Промолчала стало быть Зоя!
- Везде природа и всюду срок, - повторил я, почему-то мне понравившуюся, фразу.
Я не то заснул, не то впал в забытье. Перед тем, как сознание мое было задернуто мутноватой пеленой, я успел подумать о воде, о желтой воде, вливающейся в рот, ноздри, уши тонущего, воде которую стоит только в себя втянуть, чтобы сразу все устроилось: ни горя больше не будет, ни угрызений, ни паралича воли, ни опасения быть найденным, ни даже опасения быть вынужденным поступить в госпиталь...
Когда я проснулся (или очнулся?), у самой моей постели стоял хозяин гостиницы и, рядом с ним, молодая, черноглазая и черноволосая женщина.
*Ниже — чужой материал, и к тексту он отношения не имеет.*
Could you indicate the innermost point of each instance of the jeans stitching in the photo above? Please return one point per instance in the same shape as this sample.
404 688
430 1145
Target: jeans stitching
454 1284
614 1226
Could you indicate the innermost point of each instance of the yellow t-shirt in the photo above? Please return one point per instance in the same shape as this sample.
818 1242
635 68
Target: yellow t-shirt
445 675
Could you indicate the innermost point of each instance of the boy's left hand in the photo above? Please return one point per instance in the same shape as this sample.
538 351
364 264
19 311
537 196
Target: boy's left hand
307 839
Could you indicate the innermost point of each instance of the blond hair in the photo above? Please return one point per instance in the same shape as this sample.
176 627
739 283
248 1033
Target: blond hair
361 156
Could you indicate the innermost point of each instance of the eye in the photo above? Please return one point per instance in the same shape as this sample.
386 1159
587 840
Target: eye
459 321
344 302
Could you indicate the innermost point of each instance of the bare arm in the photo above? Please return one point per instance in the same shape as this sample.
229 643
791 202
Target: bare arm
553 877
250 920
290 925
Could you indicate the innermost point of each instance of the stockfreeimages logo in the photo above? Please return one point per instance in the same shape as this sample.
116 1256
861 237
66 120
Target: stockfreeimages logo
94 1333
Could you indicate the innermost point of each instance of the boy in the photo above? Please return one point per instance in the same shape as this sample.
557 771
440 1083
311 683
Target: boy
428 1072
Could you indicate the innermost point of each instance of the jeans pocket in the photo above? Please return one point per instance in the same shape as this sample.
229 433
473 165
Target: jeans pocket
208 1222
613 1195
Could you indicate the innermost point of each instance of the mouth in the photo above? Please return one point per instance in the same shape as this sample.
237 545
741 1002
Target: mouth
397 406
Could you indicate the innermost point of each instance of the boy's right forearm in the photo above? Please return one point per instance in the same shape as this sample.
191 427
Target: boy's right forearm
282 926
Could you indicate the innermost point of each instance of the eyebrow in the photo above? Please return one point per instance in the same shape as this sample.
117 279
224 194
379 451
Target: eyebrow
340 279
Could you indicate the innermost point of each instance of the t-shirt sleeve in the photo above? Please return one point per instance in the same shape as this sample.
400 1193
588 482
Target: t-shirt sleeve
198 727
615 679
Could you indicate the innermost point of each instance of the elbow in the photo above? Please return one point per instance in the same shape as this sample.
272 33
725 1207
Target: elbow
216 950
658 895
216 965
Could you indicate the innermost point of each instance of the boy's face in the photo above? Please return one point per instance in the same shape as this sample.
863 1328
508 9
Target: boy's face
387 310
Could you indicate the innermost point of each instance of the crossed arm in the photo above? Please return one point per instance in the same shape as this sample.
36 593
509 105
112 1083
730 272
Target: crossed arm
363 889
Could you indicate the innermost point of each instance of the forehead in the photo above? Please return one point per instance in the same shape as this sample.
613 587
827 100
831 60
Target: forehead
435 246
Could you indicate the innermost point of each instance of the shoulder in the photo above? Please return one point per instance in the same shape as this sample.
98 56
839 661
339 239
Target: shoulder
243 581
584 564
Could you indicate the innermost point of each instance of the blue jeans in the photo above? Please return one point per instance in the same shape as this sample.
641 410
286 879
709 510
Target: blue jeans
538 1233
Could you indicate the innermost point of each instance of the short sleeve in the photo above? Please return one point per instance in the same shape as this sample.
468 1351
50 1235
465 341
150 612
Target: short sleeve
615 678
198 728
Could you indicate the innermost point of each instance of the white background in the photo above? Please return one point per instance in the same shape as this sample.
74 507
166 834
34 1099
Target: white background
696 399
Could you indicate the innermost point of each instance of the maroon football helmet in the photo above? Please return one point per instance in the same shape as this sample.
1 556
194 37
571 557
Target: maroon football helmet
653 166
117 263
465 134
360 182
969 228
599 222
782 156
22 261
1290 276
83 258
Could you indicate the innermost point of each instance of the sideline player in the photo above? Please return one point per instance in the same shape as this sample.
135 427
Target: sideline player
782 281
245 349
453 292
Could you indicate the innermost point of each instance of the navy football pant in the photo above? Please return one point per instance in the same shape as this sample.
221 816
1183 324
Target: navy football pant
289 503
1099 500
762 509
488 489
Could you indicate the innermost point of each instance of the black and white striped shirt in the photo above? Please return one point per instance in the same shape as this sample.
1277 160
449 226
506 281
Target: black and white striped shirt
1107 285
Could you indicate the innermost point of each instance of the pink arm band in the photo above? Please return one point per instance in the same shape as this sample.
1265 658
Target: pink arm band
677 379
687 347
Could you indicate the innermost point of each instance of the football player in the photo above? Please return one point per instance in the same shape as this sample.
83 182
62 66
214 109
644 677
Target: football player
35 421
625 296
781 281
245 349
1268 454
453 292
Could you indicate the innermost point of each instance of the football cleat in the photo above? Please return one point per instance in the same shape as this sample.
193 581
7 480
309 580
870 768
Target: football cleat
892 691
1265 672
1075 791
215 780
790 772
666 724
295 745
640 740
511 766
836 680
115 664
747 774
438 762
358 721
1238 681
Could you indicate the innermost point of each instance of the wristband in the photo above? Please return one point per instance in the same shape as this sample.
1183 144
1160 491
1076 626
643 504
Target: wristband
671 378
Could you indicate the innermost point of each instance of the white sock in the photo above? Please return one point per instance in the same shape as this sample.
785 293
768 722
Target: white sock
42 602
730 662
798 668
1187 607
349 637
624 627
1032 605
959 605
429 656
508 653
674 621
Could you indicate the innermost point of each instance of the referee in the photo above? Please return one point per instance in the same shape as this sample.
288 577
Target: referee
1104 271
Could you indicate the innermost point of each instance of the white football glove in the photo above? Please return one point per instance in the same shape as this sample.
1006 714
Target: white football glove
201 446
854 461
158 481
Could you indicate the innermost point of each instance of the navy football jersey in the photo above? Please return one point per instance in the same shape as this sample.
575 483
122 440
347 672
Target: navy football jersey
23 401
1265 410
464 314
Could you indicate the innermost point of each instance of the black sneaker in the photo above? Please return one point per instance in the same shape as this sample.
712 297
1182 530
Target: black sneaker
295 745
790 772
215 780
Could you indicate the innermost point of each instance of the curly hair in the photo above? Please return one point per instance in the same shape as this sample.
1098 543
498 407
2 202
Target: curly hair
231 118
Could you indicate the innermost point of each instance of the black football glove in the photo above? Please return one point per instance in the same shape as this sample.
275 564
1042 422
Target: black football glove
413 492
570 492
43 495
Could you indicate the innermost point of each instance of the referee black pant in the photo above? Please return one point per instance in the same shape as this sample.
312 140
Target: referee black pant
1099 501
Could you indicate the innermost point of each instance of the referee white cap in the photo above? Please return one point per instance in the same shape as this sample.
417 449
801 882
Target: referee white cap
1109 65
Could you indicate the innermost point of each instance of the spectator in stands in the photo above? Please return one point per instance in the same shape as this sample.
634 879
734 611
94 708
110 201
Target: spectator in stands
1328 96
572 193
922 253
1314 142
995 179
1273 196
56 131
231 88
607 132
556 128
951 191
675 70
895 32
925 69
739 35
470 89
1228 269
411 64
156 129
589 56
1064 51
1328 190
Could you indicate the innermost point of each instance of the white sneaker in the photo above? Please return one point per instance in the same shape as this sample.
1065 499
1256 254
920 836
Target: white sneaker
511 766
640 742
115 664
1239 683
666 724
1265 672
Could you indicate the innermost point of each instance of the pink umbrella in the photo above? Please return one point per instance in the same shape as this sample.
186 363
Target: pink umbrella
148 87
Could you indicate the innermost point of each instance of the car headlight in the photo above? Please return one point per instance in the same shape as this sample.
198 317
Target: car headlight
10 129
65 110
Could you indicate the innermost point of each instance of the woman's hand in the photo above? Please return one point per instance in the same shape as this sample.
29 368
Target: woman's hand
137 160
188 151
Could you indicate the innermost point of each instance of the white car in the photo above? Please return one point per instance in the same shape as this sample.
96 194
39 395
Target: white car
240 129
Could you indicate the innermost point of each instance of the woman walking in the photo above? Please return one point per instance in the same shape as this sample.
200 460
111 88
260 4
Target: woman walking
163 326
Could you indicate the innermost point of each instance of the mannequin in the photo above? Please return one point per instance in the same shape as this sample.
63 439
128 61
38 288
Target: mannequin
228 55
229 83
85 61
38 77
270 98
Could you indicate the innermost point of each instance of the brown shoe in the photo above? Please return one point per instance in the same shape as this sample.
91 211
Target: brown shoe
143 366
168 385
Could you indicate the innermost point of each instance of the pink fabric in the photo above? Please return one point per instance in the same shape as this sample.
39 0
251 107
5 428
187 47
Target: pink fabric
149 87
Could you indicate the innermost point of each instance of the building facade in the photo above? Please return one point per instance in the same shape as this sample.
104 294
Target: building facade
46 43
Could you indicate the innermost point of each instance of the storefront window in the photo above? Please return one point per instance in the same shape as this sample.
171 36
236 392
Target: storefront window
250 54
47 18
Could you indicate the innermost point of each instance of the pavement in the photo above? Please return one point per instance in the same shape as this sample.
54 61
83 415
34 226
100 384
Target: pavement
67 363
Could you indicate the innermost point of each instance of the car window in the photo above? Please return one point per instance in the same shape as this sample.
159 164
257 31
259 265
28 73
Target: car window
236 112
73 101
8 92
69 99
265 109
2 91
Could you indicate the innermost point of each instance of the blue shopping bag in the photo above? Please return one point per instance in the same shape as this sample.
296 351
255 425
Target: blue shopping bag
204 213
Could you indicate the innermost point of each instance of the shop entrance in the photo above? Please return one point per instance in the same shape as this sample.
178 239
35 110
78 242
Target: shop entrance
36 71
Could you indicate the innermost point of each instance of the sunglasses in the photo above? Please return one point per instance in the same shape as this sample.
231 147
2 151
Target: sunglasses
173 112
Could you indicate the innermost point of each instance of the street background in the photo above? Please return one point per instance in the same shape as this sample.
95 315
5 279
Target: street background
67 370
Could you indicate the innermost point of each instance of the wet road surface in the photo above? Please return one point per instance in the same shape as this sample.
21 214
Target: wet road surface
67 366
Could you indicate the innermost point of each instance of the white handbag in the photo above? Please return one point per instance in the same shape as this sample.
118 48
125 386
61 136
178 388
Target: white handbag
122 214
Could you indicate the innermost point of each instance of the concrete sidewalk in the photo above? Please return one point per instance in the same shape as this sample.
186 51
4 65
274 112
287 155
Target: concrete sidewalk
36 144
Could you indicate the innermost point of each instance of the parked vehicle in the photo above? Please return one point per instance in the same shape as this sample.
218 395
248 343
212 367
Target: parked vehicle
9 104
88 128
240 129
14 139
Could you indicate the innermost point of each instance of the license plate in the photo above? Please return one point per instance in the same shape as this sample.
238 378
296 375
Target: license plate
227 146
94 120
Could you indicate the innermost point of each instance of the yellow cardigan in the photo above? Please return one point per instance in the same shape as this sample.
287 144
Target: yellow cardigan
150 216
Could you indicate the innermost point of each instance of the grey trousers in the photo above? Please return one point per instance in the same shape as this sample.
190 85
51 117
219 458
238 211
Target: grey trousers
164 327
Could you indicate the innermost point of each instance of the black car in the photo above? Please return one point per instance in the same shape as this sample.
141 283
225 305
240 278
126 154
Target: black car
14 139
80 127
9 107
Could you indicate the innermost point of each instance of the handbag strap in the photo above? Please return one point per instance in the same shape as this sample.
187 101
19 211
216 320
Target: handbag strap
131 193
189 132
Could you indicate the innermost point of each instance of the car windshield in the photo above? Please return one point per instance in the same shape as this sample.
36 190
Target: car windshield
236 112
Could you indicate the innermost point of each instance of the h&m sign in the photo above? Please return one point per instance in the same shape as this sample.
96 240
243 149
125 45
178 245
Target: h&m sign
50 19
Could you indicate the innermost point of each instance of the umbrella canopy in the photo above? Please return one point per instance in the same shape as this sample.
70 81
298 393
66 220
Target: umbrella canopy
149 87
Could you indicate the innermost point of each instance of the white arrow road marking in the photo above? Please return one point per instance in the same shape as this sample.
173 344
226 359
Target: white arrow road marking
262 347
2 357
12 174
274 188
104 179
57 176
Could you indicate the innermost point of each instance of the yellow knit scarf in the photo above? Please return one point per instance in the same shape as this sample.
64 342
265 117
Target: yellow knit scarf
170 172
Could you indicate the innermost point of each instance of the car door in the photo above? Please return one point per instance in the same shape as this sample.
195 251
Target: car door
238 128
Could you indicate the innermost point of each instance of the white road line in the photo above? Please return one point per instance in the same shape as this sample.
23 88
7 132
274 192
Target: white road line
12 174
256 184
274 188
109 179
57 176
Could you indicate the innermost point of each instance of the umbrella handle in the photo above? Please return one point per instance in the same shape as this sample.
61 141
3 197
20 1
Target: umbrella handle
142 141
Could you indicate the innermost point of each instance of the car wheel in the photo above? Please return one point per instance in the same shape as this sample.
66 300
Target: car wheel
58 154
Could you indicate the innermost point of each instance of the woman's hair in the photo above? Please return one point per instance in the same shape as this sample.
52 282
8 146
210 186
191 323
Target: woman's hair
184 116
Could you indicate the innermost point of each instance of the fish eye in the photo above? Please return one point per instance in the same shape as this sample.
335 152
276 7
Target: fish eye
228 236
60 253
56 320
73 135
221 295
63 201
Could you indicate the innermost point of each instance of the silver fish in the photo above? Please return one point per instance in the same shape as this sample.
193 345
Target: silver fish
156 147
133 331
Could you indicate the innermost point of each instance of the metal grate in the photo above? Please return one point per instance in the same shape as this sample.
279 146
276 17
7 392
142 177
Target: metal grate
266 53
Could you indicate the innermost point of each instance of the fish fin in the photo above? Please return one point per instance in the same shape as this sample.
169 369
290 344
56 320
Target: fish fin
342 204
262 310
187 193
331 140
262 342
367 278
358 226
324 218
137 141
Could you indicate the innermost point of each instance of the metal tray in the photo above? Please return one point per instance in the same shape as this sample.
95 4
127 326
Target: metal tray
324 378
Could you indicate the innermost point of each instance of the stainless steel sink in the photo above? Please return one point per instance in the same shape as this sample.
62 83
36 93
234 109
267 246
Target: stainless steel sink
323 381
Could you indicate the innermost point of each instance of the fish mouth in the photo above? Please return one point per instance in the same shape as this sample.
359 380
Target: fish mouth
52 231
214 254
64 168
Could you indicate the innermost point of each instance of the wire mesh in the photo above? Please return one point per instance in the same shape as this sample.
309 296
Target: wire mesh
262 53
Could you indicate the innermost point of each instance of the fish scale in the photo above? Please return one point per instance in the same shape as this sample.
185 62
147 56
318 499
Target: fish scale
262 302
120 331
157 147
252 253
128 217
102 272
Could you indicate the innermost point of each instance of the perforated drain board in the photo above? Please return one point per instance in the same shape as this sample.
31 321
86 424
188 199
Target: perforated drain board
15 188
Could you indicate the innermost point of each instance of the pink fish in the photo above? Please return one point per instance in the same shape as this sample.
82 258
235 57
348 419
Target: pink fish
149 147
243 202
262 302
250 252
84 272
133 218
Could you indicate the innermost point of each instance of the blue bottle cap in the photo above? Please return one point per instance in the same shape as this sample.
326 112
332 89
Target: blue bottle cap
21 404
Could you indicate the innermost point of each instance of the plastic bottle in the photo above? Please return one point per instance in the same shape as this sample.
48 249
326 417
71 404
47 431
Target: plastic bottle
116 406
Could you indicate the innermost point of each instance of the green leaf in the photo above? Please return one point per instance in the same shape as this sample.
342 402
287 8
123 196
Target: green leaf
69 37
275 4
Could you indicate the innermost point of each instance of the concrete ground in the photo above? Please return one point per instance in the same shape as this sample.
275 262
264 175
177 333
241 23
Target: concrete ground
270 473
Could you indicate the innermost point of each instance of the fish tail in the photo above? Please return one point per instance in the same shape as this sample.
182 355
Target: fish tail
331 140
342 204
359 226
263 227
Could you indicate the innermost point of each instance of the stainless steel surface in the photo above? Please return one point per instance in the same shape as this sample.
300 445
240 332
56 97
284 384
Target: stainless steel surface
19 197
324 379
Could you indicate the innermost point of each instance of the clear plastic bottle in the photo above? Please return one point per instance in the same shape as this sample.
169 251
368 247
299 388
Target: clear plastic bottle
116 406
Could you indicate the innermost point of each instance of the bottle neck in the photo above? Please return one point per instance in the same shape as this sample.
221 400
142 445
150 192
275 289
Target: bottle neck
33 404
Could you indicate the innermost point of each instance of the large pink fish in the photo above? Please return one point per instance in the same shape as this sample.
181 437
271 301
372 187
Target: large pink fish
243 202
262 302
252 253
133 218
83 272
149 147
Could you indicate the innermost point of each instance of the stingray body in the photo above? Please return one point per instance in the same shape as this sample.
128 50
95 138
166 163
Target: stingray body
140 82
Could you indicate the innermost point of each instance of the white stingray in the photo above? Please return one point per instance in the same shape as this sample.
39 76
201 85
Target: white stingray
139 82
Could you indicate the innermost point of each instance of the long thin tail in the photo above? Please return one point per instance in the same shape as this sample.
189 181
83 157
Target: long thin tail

Оба на меня смотрели.
- Очнулся, - сказала женщина.
- Вы больны? - осведомился хозяин.
{132} Вид у него был озабоченный и враждебный.
Прежде всего прочего я испытал тревогу: не узнал ли он меня, увидав фотографии в газете? Но газеты оказались, аккуратно сложенными, на столе, так что, по-видимому, с этой стороны все обстояло благополучно. Тогда я произнес:
- Да. У меня сильная мигрень и большой жар. И меня тошнит.
- Хотите, чтобы позвали доктора?
- Я думаю, что надо позвать доктора.
- Я же вам говорила, - вмешалась брюнетка. - Я из своей комнаты слышала, как он бредит.
Хозяин оглянул ее с досадой и, обратившись ко мне, спросил:
- Как же насчет доктора? Да или нет?
- Да, конечно.
Хозяин вышел. Брюнетка, задержавшись, рассказала, что о моем состоянии ей, еще утром, сказал уборщик. Позже она услыхала мои стоны и выкрики и решила посмотреть сама. Когда она открыла дверь, то я лежал, сбросив одеяло, раскинув руки и тяжело дыша. Тогда она вызвала хозяина.
- Почему вы не послали за доктором с утра? - спросила она.
- На все свой срок и везде природа, - промычал я.
- Что?
- Ничего.
- Если вам что-нибудь нужно, постучите в стену. Я буду все время шить. И какое же стеснение между соседями? Надо друг другу помогать.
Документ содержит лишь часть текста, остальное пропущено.